Back-to-back papers (here and here) in Nature Biotechnology report the transdifferentiation (now often simply referred to as “direct reprogramming”) of plain old fibroblasts into brain cells called oligodendrocyte progenitor cells (OPCs).
OPCs are a remarkably useful kind of brain cell that generates myelin, which insulates nerves. OPCs are thought to have great therapeutic potential for a number of pathological conditions including Multiple Sclerosis (MS) and spinal cord injury (SCI).
The two teams included one from Case Western Reserve University School of Medicine led by Paul J Tesar (Najm, et al paper) and one from Stanford (Yang, et al paper) led by transdifferentiation guru, Marius Wernig. The teams worked independently but made very similar, complimentary discoveries.
Both teams honed in on transcription factors that are specifically expressed in OPCs and the oligodendrocyte lineage or when deleted cause defects in this lineage.

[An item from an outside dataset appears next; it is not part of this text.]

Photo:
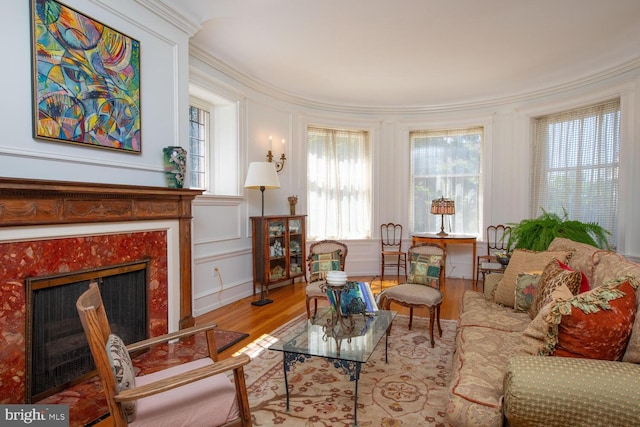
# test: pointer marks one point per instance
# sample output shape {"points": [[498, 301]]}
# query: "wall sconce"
{"points": [[280, 164], [442, 207]]}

Najm, et al screened using the following factors: Olig1, Olig2, Nkx2.2, Nkx6.2, Sox10, ST18, Gm98 (Myrf) and Myt1. They found that all 8 factors when introduced together could make OPCs, but that Sox10, Olig2, and Nkx6.2 could do the same thing by themselves without the other five factors.
Yang, et al found that Sox10, Olig2, and Zfp536 could directly reprogram fibroblasts into OPCs after screening through the following: Ascl1, Gm98, Myt1, Nkx2.2, Nkx6.1, Nkx6.2, Olig1, Olig2, Sox10 and Zfp536.
Taken together these findings would suggest that Sox10 and Olig2 are the most important OPC-inducing factors. It is interesting that the teams each found a distinct 3rd factor makes up an effective 3-part cocktail.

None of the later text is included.